In fact, according to the state attorney general, Florida ranks third in the country when it comes to the number of complaints they received into the National Human Trafficking Resource Center's human trafficking hotline.
Amanda Fortner started as a prostitute when she was 18 years old.
Ten years later, she is working to change her life. However, through her time on the streets, she said she has seen many young victims being taken advantage of.
“Throughout the years, it pretty much destroyed any ounce of humanity that was inside me," Fortner said. "I've been beat. I've been robbed. I've been raped. I've been tortured, tied up. I mean, terror that I wouldn't wish on anyone."
Victimized by the sex industry herself, Fortner said she has seen too many girls trapped in a world fueled by drugs, sex and control.
Many of the victims are teenagers when they first enter.
"They're the easiest ones to catch," Fortner said. "They are runaways and they want attention. They scoop up these girls with stupid promises and make them work all night long and give them one oxycotin and that is their payment."
At times, expert said they are held against their will.
Fortner said she could leave whenever she wanted, but was afraid to leave.
Sue Aboul-Hosn, a representative with the Department of Children and Families, works closely with many of the victims in Central Florida.
"It’s everywhere all around you. You know, it’s not just lower socio-economic groups. We’ve seen it everywhere and it’s a problem," Aboul-Hosn said.
Experts said Orange Blossom Trial is known as a haven for this type of activity in Orlando, along with parts of International Drive.

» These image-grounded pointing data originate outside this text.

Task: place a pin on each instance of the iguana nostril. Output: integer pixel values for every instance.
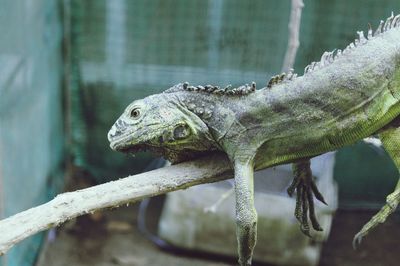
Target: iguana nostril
(181, 132)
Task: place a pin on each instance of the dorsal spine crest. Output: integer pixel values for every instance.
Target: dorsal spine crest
(228, 90)
(329, 57)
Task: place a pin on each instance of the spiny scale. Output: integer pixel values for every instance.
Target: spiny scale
(328, 58)
(228, 90)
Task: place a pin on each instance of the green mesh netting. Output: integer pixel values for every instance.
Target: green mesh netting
(31, 121)
(124, 50)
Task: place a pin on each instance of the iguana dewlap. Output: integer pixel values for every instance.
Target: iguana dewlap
(346, 96)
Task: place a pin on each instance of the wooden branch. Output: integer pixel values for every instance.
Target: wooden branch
(112, 194)
(294, 33)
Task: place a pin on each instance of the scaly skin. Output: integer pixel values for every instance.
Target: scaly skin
(344, 98)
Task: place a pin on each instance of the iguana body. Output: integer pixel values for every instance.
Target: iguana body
(345, 97)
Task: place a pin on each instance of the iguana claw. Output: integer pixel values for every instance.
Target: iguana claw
(305, 188)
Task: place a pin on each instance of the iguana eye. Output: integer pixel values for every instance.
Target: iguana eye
(135, 113)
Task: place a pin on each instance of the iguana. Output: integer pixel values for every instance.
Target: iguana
(347, 96)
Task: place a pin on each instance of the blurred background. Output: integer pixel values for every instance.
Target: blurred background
(68, 69)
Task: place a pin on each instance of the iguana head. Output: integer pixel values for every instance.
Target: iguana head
(162, 124)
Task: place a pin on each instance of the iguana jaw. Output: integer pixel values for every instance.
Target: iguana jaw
(164, 127)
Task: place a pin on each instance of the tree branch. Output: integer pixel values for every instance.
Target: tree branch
(294, 34)
(112, 194)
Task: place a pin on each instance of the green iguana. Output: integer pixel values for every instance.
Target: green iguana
(347, 96)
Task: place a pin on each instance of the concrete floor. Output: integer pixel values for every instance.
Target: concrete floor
(112, 238)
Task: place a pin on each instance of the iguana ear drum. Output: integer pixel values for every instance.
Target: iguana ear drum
(181, 132)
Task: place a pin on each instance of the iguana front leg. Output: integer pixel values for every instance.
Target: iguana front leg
(246, 215)
(391, 142)
(305, 187)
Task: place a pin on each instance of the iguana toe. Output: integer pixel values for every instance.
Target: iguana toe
(305, 188)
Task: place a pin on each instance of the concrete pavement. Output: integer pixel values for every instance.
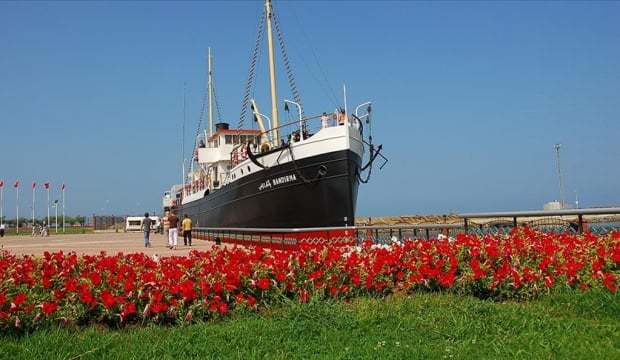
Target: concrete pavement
(110, 242)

Unfortunately, they said with tourism comes a lot of this type of criminal behavior.
“These pimps travel into these areas where there is business so we are a big tourism industry for people to come and go and the weather and different things," Aboul-Hosn said. "I think that is part of it. But there is no magic reason why it’s in Florida. It's everywhere.”

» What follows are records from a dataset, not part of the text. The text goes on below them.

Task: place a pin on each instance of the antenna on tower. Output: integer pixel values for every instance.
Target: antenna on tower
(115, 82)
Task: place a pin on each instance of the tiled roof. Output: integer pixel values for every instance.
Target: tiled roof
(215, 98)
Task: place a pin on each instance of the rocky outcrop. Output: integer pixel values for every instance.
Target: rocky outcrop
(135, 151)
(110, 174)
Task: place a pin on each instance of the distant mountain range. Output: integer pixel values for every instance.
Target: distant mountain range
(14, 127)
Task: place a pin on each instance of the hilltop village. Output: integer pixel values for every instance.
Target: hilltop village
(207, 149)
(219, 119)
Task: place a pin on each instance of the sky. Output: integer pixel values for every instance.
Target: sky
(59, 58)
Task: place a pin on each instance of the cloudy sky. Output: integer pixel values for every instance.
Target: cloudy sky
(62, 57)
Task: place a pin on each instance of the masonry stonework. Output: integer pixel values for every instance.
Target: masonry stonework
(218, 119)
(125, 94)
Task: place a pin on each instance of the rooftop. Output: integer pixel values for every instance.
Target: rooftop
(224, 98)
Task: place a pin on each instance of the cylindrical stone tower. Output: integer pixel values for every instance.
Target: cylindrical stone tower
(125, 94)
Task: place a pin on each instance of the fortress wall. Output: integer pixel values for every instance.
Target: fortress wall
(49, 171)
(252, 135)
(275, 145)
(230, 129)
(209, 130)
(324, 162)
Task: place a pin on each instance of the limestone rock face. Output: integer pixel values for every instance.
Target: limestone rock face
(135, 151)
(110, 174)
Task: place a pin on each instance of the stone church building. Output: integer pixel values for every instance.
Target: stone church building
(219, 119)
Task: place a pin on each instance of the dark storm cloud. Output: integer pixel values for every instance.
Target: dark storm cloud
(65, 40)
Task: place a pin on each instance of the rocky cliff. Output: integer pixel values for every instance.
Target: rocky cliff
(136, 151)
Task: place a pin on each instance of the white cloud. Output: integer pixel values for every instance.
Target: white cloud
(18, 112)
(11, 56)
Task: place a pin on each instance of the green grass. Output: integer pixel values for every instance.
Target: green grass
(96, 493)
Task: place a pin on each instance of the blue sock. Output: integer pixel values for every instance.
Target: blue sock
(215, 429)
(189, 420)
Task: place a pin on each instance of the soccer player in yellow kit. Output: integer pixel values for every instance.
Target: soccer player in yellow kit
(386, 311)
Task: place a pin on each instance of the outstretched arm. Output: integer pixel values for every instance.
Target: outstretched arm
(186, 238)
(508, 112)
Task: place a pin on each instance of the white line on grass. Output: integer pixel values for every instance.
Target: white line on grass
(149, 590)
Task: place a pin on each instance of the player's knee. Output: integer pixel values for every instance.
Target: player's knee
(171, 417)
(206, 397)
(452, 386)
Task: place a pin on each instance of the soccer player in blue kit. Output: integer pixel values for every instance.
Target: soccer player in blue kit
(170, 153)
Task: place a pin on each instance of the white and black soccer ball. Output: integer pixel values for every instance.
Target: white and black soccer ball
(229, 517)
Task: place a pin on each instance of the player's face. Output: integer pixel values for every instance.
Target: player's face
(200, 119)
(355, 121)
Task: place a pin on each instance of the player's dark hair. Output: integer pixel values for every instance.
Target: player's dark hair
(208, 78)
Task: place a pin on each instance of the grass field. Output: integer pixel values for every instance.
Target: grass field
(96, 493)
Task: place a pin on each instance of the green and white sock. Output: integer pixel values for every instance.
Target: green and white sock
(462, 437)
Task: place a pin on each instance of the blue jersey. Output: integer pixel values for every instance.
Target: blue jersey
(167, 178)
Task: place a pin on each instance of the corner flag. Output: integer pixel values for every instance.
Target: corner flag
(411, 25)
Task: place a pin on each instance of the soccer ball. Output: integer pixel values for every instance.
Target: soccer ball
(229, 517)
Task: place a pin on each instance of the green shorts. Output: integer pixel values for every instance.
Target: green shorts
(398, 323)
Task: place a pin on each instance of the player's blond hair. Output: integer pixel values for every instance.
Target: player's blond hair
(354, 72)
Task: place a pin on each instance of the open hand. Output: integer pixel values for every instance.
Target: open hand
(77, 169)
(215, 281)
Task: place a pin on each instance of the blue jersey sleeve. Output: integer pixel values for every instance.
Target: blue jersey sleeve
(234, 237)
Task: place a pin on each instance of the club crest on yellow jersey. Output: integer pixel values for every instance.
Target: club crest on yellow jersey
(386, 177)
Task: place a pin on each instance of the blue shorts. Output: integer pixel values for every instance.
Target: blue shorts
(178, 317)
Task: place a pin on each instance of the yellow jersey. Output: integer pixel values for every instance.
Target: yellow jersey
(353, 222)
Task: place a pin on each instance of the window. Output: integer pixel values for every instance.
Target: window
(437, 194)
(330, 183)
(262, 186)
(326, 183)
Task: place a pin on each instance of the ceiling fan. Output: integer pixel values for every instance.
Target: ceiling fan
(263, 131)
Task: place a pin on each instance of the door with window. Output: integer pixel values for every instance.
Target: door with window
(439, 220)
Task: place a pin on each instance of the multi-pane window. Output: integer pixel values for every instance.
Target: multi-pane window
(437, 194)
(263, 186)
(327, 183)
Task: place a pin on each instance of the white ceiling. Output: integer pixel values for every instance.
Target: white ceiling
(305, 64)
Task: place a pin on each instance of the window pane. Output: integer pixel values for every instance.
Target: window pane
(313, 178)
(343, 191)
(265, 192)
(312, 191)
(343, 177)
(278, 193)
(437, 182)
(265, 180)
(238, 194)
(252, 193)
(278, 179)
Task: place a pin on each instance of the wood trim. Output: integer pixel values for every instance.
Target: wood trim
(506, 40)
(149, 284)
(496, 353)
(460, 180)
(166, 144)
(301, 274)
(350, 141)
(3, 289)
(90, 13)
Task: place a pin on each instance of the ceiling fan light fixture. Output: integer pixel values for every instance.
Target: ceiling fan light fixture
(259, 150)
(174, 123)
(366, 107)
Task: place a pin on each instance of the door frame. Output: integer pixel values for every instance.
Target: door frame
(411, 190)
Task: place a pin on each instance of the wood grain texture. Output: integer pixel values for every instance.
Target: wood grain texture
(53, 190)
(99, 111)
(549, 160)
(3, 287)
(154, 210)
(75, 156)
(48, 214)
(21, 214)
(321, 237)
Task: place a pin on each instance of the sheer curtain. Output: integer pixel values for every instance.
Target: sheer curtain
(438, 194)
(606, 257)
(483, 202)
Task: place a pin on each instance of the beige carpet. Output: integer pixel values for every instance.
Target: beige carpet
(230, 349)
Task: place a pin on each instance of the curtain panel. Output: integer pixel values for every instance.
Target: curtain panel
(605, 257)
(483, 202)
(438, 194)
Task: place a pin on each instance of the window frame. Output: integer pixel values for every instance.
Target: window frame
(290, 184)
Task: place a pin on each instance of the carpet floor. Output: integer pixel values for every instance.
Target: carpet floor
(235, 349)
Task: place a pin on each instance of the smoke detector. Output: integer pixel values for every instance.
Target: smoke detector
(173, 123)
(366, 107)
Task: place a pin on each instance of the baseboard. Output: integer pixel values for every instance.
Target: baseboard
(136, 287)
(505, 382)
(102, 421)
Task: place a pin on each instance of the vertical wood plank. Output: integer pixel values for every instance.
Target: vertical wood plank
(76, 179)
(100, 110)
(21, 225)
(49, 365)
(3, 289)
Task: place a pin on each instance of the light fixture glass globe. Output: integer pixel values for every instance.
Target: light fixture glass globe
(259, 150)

Fortner said she would think, "'OK who am I going to have to sell my soul to today to continue to have a place to live.' It's not like you can just jump out of it and grab a new job."
But that's exactly what she is doing now.
Looking to the future, putting the past behind her, and hoping to help others.
According to the state attorney general, "National Human Trafficking Resource Center, there are 27 million people enslaved worldwide... Victims of human trafficking include children, women and men who are subjected through force, fraud or coercion for the purpose of sexual exploitation or forced labor."
Attorney General Pam Bondi has worked to make Florida a zero-tolerance state for human trafficking. During the 2012 legislative session, she joined Sen. Flores and Rep. Snyder to advocate legislation that cracks down on human trafficking.
The Department of Children and Families is working on creating a safe harbor home for the underage victims in the community.
They said many of the people involved are foster children who don't concern themselves victims.